No deja de ser llamativo que el
tratado de lógica más brillante hasta hoy escrito (me refiero al famoso
“Tractatus” de Wittgenstein) sea un alegato tanto implícito como explícito acerca
de las limitaciones del pensamiento lógico. El predominio de la razón es tan
fuerte que a pesar de la demostración “racional” de las carencias que arroja
este fenómeno psicológico a la hora de comprender la realidad, seguimos mirando
obtusamente sólo desde este prisma, incapaces de ceder un ápice a lo que hay
más allá del acostumbrado pensar. Pero queramos o no, la realidad nos fuerza a
verla como es, y la mayoría de nosotros no tenemos más remedio que rendirnos
con mayor autenticidad frente a una emoción que frente a un postrer y calculado
pensamiento. El valor de la razón es instrumental, pero no sirve para las cosas
importantes. Darse cuenta de esto es empezar a comprender la vida, que en
muchos casos nos lleva, paradójicamente, a aceptar lo incomprensible.
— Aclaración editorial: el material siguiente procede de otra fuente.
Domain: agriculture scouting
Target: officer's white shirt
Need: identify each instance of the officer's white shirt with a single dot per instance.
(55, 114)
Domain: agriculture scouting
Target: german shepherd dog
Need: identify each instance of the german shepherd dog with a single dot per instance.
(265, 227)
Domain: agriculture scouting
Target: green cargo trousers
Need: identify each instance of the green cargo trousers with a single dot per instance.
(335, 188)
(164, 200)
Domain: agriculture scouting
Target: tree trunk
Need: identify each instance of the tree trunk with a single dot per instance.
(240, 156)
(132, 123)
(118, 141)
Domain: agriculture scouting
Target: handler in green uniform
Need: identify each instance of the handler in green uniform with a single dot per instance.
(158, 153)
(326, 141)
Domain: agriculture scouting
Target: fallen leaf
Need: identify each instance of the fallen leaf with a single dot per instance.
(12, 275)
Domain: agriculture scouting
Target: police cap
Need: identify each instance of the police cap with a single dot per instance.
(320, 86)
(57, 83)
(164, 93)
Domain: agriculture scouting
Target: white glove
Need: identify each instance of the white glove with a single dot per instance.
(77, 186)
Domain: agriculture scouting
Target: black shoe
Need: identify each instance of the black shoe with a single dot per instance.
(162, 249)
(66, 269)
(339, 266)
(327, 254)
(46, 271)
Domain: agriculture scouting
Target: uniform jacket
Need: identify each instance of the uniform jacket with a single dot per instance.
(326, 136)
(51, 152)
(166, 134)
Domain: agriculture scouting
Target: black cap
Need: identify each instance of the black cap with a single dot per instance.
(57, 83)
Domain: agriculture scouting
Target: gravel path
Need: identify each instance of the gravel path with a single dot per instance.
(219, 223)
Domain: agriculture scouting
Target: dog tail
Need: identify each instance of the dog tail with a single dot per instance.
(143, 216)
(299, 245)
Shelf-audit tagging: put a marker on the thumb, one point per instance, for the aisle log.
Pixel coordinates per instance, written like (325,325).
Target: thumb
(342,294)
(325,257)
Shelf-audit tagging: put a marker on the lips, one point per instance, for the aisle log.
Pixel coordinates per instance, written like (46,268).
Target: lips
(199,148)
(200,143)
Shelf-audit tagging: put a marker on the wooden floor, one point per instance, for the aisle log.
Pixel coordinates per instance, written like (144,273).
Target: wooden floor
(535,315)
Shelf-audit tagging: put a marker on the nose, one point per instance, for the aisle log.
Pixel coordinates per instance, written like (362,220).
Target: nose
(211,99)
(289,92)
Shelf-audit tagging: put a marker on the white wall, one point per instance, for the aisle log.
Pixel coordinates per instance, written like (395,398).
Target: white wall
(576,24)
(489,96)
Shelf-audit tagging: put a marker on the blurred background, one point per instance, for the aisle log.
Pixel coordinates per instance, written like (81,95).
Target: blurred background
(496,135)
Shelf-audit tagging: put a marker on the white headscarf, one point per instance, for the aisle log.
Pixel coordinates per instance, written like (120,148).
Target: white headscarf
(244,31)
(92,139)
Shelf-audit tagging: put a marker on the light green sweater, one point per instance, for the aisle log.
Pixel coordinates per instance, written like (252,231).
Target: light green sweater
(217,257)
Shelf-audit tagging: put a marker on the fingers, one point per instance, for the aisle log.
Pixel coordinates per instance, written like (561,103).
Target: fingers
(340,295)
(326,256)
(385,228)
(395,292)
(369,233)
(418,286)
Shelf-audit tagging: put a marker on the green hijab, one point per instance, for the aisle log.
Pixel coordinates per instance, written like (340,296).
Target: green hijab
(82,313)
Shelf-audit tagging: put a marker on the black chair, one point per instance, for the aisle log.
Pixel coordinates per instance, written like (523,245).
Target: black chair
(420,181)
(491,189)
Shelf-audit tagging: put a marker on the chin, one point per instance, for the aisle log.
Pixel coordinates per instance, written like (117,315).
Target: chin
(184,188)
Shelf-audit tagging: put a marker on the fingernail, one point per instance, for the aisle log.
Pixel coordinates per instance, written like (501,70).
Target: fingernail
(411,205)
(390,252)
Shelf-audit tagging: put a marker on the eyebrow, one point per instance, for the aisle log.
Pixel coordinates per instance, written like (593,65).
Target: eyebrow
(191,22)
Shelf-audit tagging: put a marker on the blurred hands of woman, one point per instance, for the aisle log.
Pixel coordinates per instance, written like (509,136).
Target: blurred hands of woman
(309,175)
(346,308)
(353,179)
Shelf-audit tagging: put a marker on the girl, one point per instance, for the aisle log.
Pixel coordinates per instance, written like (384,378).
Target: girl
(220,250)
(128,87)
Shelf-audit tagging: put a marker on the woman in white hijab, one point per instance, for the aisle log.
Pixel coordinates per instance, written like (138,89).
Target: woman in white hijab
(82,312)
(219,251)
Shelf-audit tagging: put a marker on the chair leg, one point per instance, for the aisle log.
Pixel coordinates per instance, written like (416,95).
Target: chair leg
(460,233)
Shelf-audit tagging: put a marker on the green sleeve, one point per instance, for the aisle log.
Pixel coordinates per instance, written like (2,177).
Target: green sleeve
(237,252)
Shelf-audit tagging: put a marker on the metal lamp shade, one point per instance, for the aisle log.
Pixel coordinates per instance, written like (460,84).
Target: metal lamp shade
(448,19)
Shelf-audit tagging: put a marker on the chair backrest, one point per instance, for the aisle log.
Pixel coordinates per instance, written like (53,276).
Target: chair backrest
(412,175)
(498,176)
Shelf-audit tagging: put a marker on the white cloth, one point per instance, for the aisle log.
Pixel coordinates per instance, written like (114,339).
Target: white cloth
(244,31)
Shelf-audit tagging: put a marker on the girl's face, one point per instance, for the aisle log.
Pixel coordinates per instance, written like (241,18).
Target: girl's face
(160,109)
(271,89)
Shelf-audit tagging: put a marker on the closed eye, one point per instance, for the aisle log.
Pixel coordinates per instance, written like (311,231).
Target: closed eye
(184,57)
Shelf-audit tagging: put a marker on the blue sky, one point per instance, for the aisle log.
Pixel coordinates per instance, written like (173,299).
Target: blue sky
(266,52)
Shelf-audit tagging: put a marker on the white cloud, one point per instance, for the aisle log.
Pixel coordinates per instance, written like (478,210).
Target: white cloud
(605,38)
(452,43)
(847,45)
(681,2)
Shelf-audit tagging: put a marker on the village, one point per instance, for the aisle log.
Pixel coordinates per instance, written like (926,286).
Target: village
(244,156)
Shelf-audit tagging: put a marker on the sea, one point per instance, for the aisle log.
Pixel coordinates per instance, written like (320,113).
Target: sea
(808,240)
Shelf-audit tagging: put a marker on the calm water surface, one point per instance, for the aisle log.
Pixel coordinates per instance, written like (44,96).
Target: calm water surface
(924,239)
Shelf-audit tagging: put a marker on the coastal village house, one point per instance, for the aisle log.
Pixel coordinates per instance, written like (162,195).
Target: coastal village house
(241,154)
Comprender que hay cosas que se nos escapan, que la mirada del instinto, el
alma (espiritual, pero también animal, “ánima”, primaria) suele acertar antes
si atinamos a mirarla de frente, sin filtros, en forma de intuición, de
inspiración genuina. Saber la vida, atender a su sabor, más que a
racionalizarlo, es la función del artista, pero también del filósofo o del
científico. El fracaso de la ciencia, lo vemos, por ejemplo, en el avance
tecnológico, que está tomando el efecto boomerang de la contaminación y de la
insostenibilidad que conlleva ese alocado progreso por el progreso sin otra
perspectiva que el consumo voraz que desestima sus consecuencias fatales,
radica en la testaruda mirada cartesiana de negar al corazón a la hora de
emprender el viaje del conocimiento, pues si no lo negásemos tanto nos daríamos
cuenta de que no sólo es la materia lo que nos alimenta. El corazón ha de
servirnos como impulso primario de certezas, esa confianza honda en uno mismo.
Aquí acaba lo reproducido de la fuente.